Often when tragedies strike, like floods or a bushfire we see communities come together, but when there’s a hint of a shortage our brains flip and we switch to survival mode and inevitably we exercise and access the part of our brain that stores fear ( amygdala) and sometimes it begins to takes over. 

In the Bible approximately 365 times it says “Do not fear”, a verse for every day of the year literally, why do we start impulse buying fuel and hoarding toilet paper?

Because fear is human. It’s fast, instinctive, protective. But faith… faith is slower. It requires trust. It asks us to pause, to remember, to actively choose in that singular moment.

 I dont doubt many of us genuinely believe God is a provider, protector, and present. We quote it, teach it, even encourage others with it. But when uncertainty becomes personal, when it affects our security, our families, our future, our health fear often overrides what we “know.”

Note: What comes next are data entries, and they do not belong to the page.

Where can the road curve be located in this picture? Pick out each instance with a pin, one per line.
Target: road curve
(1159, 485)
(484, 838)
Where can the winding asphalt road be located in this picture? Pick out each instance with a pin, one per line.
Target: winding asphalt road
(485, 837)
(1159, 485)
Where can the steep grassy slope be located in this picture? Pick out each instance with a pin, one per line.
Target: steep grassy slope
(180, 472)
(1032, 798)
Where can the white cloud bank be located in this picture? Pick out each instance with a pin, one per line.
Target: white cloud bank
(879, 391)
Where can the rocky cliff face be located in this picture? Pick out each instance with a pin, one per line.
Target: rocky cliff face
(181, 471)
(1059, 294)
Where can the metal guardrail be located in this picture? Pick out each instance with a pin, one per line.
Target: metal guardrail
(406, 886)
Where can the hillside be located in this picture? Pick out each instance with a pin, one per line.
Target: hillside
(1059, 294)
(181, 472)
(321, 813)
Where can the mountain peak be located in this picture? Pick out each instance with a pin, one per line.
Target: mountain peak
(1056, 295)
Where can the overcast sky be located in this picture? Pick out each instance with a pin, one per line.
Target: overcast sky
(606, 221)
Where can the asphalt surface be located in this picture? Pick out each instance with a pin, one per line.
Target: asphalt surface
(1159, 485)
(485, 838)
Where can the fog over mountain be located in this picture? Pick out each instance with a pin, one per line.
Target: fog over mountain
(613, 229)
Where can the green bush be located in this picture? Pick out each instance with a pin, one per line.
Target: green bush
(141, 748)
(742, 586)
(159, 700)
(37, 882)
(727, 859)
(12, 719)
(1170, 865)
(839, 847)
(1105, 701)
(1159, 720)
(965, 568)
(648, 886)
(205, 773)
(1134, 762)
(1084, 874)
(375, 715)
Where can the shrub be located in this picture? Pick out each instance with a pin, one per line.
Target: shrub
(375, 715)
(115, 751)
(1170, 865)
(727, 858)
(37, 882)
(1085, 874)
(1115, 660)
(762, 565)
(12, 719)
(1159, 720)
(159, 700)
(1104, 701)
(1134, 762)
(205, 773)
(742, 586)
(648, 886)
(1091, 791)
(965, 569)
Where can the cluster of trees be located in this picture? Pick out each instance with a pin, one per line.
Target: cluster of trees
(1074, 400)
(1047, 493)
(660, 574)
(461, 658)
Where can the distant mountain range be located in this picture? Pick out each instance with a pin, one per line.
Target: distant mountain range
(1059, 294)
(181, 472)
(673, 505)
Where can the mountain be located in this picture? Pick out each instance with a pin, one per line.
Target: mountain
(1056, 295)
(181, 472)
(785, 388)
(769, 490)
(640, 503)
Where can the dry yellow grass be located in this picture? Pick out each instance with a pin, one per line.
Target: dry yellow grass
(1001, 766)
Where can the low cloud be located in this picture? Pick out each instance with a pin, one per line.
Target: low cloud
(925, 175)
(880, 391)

This isn’t hypocrisy. It’s humanity.

The deeper issue isn’t fear, it’s what we believe God is like in the moment fear hits.

Our response to crisis often exposes our “functional” theology, what we truly believe about God when it matters, when something hits and really affects us, who do you think God is to you right in the midst of fear? 

Big question!

The bit where I refer to the bible: and ask a few rhetorical questions:

2 Tim 1:7 the quote we’ve all said and sung (in the 90s)

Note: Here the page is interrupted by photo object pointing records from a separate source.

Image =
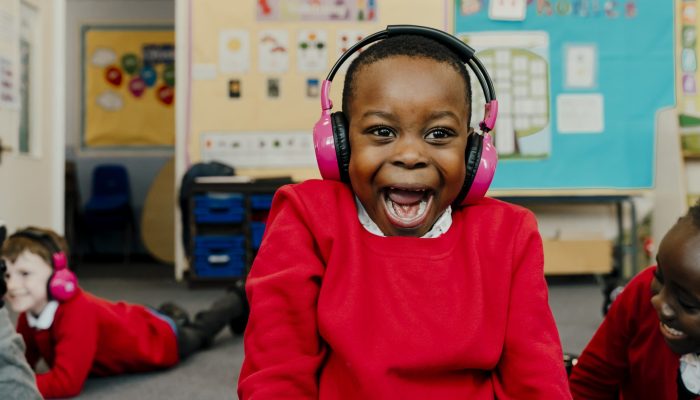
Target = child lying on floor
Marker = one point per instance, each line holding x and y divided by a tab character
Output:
79	334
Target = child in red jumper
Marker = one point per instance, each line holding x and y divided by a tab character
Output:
387	287
79	334
647	347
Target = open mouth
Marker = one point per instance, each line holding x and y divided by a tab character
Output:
407	208
670	333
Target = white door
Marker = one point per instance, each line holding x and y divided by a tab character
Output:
32	129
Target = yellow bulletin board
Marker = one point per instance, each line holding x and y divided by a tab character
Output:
128	86
255	71
687	75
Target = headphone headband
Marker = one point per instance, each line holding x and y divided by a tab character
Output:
41	237
456	46
331	131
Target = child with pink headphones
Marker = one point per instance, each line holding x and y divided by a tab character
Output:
394	277
648	346
79	334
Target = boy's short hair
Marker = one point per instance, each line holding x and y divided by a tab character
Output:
414	46
13	247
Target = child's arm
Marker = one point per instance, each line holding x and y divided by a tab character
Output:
75	336
604	363
531	365
283	350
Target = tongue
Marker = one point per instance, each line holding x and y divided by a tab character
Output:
405	197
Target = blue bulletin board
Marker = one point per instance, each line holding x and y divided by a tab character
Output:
579	83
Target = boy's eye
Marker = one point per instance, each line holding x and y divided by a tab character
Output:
382	131
439	134
658	276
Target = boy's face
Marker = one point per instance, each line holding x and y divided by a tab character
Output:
27	279
676	288
408	134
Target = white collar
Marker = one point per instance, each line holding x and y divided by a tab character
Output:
690	372
45	319
441	225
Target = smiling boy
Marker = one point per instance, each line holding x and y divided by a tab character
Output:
388	287
647	347
79	334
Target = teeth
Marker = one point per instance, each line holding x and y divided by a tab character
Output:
672	331
394	208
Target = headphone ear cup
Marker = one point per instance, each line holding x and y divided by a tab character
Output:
62	284
471	160
481	160
342	144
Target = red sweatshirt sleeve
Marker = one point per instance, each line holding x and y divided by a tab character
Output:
283	349
75	333
31	352
603	364
532	364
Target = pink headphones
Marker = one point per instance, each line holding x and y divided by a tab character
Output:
331	131
63	283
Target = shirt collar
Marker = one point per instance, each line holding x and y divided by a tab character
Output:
690	372
45	319
441	225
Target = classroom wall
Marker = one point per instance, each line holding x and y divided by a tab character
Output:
143	165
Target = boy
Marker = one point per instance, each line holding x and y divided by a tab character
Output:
385	288
647	347
79	334
16	378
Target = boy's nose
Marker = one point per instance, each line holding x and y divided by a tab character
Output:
408	153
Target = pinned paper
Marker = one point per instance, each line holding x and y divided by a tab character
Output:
234	51
507	10
580	63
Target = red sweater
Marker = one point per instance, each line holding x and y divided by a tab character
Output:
90	335
628	357
339	313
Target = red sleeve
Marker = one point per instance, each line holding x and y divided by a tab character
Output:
604	362
283	349
31	352
532	365
75	335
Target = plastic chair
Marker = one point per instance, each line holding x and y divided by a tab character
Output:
109	206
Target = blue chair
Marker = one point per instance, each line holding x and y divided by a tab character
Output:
109	206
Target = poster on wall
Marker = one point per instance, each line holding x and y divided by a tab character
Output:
273	50
688	77
128	86
316	10
520	73
572	113
312	50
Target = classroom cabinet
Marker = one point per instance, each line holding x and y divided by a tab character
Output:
227	217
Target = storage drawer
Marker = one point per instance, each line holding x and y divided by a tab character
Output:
261	201
219	256
218	208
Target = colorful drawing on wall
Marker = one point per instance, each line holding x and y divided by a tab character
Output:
129	86
316	10
687	76
234	51
273	50
312	50
520	72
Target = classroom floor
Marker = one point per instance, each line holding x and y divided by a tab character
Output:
212	374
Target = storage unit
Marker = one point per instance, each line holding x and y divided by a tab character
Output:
227	221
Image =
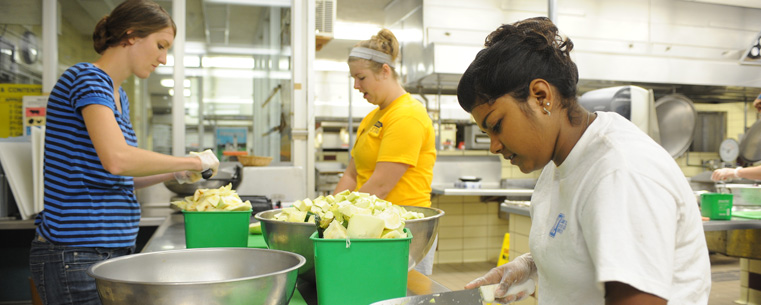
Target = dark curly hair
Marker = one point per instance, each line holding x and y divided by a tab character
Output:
142	17
515	55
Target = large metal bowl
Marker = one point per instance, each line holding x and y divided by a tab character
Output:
294	236
199	276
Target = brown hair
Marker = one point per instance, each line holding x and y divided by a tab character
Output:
384	41
142	17
515	55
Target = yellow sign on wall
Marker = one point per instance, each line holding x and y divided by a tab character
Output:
11	107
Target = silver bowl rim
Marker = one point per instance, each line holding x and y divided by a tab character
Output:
439	213
91	273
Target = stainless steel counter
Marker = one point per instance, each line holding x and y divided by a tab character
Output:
151	216
736	223
488	192
171	235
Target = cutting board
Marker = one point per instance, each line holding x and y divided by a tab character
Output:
747	214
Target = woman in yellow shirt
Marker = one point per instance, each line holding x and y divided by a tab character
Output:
395	149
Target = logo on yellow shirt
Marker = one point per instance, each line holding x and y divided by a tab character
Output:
375	130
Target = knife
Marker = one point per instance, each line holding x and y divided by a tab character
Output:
460	297
207	173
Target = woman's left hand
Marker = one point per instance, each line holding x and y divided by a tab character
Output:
724	174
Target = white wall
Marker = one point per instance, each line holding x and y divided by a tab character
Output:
663	41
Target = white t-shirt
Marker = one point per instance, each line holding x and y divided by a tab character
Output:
617	209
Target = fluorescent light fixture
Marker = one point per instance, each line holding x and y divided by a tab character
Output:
228	100
195	48
188	60
330	65
169	83
354	31
267	3
227	73
233	62
243	50
185	92
408	35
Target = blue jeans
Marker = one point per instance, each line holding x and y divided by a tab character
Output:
60	272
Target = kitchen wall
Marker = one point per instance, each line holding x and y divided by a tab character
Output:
661	41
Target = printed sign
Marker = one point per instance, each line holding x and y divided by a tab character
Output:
11	107
34	107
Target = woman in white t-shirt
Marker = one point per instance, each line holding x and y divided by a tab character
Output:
614	220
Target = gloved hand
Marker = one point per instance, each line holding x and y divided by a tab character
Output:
517	271
183	177
724	174
208	161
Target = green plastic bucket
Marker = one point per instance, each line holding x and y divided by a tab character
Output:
716	206
209	229
362	271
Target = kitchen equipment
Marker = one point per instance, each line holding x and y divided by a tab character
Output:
632	102
258	203
677	119
254	160
716	206
229	172
468	296
198	276
291	237
468	182
750	145
280	183
744	194
729	150
205	229
370	269
475	138
448	169
294	236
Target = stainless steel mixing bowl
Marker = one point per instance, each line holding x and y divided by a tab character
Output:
294	236
291	237
199	276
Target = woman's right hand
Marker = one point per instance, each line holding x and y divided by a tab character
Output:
183	177
724	174
517	271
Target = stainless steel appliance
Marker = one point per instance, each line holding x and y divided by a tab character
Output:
284	184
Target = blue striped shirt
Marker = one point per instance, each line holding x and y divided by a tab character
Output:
85	205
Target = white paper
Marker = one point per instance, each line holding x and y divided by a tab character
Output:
16	158
38	154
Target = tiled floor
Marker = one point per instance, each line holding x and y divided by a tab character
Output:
725	289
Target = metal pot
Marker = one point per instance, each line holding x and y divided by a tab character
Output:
199	276
229	172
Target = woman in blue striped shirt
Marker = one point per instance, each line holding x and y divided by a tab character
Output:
92	163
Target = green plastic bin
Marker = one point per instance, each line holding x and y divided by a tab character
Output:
716	206
362	271
209	229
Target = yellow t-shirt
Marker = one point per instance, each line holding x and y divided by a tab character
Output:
401	133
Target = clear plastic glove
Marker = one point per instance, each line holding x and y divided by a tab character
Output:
515	272
724	174
208	161
183	177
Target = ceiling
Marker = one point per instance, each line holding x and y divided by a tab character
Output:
217	23
226	24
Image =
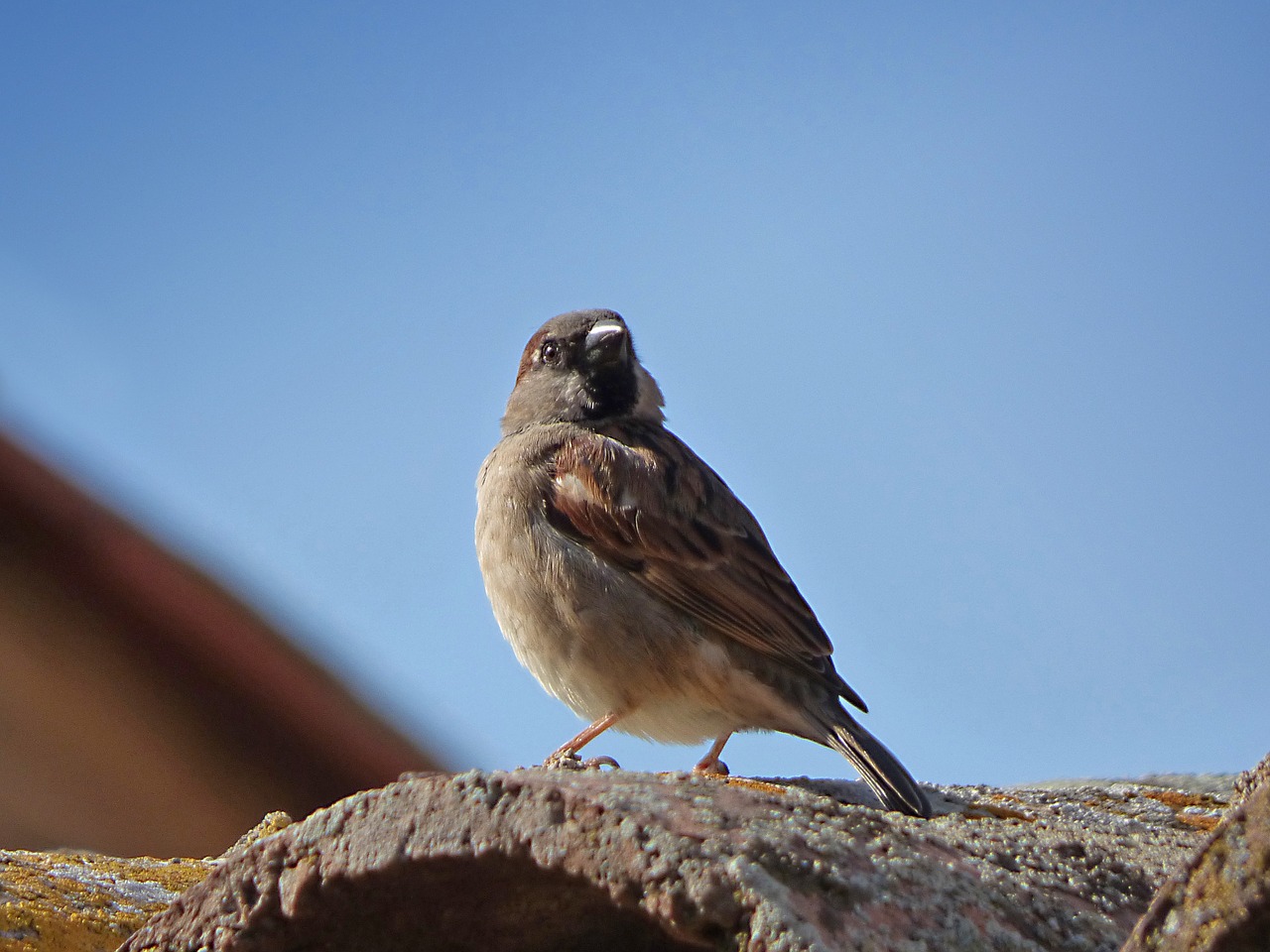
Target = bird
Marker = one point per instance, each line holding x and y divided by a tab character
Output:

“For God has not given us a spirit of fear, but of power and of love and of a sound mind.” 

In that verse, we’re reminded that fear, at least the kind that dominates, controls, and unravels us is not from God. Instead, He gives us:

power (the ability to stand firm),

 love (which shifts us outward instead of inward), 

and a sound mind (clarity over chaos).

Notice that: a sound mind. Fear clouds. It catastrophises. It narrows our thinking to worst-case scenarios and often most associated with trauma. Trust, however, widens perspective. It allows us to act wisely, not react impulsively. Trust doesn’t always feel strong. Sometimes it looks like very small, quiet decisions:

choosing not to panic-buy when others are,

choosing generosity when scarcity feels louder,

choosing prayer before action,

choosing to sit in discomfort rather than immediately fix it,

Trust is not the absence of fear, it’s the decision to anchor somewhere deeper than it. Where is that for you? Is it your faith/ beliefs? And here’s the uncomfortable truth i think we at times can struggle with (me included) We often trust God with our eternity, but struggle to trust Him with our tomorrows.

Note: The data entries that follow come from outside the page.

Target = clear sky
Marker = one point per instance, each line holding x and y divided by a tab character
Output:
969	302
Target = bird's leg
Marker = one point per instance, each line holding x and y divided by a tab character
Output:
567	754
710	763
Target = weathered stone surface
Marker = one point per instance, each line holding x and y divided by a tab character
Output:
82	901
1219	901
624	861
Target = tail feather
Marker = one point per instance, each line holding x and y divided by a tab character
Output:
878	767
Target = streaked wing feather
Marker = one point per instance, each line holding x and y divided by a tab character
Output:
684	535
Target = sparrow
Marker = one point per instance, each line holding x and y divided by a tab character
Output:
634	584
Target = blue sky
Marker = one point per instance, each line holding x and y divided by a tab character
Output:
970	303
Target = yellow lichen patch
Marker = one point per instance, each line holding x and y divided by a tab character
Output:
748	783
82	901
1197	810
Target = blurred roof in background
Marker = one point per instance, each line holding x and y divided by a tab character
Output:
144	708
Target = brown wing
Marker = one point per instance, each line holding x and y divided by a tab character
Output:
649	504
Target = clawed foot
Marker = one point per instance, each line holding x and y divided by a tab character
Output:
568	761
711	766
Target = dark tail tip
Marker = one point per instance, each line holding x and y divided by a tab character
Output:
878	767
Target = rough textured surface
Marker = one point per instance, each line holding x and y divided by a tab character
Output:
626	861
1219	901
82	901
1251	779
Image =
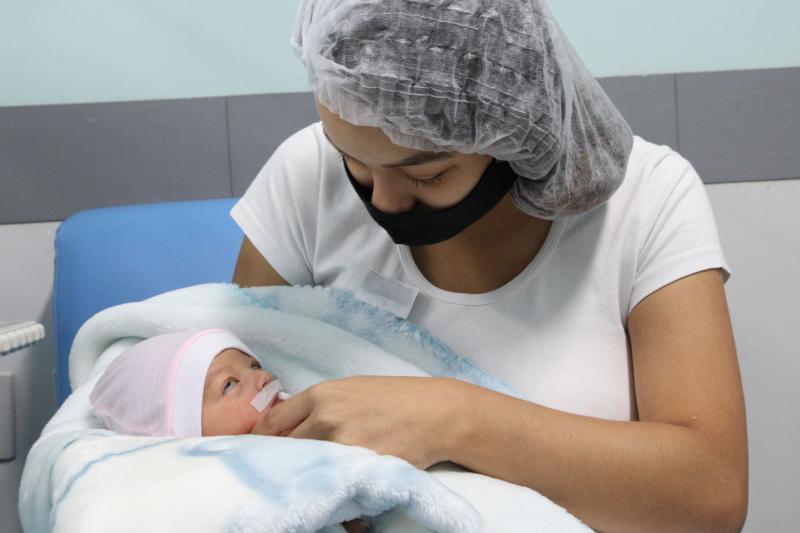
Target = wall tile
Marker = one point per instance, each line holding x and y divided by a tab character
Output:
56	160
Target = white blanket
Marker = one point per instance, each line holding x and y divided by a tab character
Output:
80	477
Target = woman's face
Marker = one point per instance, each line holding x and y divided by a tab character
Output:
232	381
402	180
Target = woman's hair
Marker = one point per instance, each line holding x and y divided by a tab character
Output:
495	77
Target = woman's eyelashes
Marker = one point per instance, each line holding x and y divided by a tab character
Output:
417	181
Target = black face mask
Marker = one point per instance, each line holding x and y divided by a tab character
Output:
431	228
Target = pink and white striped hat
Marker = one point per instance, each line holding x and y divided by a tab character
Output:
156	386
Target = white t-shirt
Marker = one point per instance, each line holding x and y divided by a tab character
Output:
557	332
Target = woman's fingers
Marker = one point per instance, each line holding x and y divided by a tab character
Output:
282	419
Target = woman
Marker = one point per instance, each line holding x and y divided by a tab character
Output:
497	198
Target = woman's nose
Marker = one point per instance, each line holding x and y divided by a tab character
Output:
389	195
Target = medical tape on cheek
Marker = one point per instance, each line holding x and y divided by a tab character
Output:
266	395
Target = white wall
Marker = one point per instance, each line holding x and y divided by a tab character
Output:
26	286
758	225
59	51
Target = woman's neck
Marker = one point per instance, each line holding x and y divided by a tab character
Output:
488	254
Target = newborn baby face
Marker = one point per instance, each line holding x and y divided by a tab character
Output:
232	381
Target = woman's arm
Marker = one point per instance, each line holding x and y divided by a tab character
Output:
252	270
682	467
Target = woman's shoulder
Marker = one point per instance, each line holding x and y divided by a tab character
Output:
654	173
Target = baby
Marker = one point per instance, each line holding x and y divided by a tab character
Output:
189	384
186	384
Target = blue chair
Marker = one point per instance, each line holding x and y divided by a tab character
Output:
109	256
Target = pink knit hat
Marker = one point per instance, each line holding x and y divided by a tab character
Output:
156	386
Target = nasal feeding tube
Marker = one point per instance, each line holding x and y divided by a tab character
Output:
266	395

We say, “He’s saved me,” but wrestle to believe, “He will sustain me.”

 That is where our inner conflict exists. In amongst our daily lives, think about this: Is our trust in those minor decisions compatible with our bigger announcements of faith in church, in our prayer times, in our worship on Sundays for some?

When fear rises and it will, what I’m encouraging in my musings isn’t to suppress it or pretend it’s not there. It’s to bring it into the presence of God and let His enduring truth interrupt it.

 I’ve prayed it so many times…

“God, this feels uncertain. I feel the pull to control, to grasp, to panic… but I choose to trust You here.”

The bit where you get to think about stuff: questions for the week: 

When I feel afraid, what do my reactions reveal about what I believe God to be like in that for me?

In what areas of my life do I find it hardest to trust God with practical, everyday provision?

What is one small, concrete way I can practice trust over fear this week and model for someone else?